Why it matters
- YAML-based configuration makes fine-tuning accessible to ML practitioners who don't want to write custom training loops.
- Comprehensive training method support (LoRA, QLoRA, full, RLHF, DPO) in one framework covers the full fine-tuning spectrum.
- Community-built on community knowledge — OpenAccess AI Collective incorporates best practices from the open-source AI community.
- Widely used for producing popular open-source fine-tuned models — many HuggingFace Hub models were trained with Axolotl.
Key capabilities
- Training methods: LoRA, QLoRA, full fine-tuning, RLHF, DPO, ORPO, ReLoRA.
- Model support: Llama 2/3, Mistral, Mixtral, Falcon, Phi, Gemma, MPT, and more.
- YAML configuration: Define the entire training run in a simple, readable YAML file.
- Multi-GPU: FSDP and DeepSpeed integration for distributed training.
- Dataset formats: Alpaca, ShareGPT, Completion, Instruction, and custom formats.
- Flash Attention 2: Automatic integration for memory-efficient training.
- Gradient checkpointing: Reduce memory usage for larger batch sizes.
- W&B integration: Weights & Biases logging for training metrics tracking.
Technical notes
- License: Apache 2.0 (open source)
- GitHub: github.com/OpenAccess-AI-Collective/axolotl (8K+ stars)
- Install:
pip install axolotlor Docker image - GPU: NVIDIA (CUDA required); multi-GPU via FSDP/DeepSpeed
- Python: 3.9+
- Models: Llama 2/3, Mistral, Mixtral, Gemma, Phi-3, Falcon, MPT, and more
- Dataset formats: Alpaca, ShareGPT, completion, custom JSON/JSONL
Ideal for
- ML practitioners who want to fine-tune LLMs on custom datasets without writing training code from scratch.

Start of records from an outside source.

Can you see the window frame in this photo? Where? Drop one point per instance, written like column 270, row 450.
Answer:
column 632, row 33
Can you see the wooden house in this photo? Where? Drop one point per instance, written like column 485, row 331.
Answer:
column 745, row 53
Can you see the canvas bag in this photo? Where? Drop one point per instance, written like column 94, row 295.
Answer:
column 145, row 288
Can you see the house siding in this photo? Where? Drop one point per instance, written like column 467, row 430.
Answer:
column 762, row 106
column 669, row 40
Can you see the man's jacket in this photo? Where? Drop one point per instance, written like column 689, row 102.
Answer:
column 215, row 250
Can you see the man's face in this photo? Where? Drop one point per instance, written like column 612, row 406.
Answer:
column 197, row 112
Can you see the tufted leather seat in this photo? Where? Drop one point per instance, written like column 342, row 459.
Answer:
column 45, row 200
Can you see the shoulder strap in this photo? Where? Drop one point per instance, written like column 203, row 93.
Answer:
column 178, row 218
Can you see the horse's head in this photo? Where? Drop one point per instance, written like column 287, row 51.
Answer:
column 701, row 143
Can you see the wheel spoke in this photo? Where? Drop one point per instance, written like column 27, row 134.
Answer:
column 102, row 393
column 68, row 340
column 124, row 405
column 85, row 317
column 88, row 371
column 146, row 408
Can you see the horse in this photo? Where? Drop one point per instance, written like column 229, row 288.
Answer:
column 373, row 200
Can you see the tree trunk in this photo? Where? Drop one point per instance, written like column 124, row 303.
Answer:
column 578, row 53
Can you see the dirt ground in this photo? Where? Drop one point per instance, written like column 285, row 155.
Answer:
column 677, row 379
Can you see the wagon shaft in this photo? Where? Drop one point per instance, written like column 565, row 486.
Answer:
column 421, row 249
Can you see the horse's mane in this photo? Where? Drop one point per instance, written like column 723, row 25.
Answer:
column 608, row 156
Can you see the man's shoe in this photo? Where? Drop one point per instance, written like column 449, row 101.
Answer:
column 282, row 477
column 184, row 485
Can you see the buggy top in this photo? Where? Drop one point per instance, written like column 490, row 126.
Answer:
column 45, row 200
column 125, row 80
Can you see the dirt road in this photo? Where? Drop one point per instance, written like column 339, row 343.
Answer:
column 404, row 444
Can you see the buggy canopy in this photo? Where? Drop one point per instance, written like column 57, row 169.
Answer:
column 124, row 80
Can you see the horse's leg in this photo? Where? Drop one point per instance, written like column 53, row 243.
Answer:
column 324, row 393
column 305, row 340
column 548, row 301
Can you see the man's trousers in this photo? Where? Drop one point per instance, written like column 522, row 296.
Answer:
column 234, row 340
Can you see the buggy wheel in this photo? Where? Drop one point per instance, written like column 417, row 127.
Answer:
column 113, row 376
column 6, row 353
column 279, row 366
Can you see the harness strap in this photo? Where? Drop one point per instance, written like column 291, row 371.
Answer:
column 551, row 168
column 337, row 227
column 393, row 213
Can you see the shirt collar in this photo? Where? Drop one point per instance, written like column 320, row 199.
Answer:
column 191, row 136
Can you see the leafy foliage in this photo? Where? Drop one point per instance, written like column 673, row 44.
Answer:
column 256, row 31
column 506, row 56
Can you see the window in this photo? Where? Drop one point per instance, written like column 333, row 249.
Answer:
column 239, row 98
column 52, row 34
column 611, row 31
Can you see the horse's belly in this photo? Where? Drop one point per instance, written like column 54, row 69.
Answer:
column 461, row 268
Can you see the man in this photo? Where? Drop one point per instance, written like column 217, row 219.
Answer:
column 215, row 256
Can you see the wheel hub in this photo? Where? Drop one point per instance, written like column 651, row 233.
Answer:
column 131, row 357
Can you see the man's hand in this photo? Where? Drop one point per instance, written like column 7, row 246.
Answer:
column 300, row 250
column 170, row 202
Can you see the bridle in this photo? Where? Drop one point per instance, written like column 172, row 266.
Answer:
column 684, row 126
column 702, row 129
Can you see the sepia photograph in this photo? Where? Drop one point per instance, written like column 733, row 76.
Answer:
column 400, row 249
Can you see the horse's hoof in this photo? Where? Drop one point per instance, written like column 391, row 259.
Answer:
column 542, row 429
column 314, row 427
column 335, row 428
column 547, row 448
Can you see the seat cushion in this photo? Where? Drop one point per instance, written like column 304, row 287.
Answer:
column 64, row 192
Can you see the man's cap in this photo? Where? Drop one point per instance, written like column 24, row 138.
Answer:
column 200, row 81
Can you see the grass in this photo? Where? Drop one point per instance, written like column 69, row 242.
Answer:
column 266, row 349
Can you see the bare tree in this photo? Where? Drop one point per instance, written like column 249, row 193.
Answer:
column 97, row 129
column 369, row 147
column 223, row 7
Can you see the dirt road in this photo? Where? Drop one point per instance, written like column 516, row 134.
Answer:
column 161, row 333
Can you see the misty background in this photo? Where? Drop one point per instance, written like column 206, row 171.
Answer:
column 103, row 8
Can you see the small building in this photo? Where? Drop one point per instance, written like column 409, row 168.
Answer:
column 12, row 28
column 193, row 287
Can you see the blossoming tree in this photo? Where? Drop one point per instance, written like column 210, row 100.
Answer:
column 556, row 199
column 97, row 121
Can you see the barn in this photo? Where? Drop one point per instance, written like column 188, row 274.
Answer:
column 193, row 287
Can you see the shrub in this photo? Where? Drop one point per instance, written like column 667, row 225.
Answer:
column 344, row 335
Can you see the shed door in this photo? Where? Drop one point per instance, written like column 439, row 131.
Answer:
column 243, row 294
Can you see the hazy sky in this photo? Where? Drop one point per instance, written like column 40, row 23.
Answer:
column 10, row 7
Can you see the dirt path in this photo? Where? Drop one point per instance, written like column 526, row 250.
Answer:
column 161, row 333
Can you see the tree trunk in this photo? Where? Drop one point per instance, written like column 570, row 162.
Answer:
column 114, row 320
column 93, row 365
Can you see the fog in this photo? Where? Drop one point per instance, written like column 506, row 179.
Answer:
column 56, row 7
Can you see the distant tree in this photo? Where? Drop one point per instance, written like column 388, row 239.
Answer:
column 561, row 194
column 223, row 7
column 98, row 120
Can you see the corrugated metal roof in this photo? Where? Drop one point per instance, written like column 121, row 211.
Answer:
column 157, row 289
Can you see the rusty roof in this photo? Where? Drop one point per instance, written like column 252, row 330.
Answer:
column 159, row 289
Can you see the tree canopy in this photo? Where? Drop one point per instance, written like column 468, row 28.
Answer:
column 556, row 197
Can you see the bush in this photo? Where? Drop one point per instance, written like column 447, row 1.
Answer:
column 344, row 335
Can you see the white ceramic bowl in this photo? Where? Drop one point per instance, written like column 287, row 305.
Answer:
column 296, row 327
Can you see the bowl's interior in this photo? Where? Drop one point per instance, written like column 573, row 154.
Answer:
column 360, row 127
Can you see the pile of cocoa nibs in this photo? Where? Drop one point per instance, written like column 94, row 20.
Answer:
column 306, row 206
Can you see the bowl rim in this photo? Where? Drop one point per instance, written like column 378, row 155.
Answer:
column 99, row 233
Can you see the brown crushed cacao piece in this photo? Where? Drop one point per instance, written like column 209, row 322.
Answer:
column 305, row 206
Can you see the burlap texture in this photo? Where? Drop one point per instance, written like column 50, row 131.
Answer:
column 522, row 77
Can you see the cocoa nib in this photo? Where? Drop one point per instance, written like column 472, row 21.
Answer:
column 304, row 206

- Researchers experimenting with different training methods (LoRA vs. DPO vs. RLHF) on the same base model.
- Teams producing specialized models (domain-specific, instruction-tuned, preference-aligned) for open-source release or internal use.
Not ideal for
- Teams without GPU access — Axolotl requires CUDA GPUs; use Predibase for managed training.
- Maximum training speed — Unsloth's custom CUDA kernels are significantly faster.
- Non-technical users who need a UI — Axolotl is CLI-based; Predibase or Together AI have GUIs.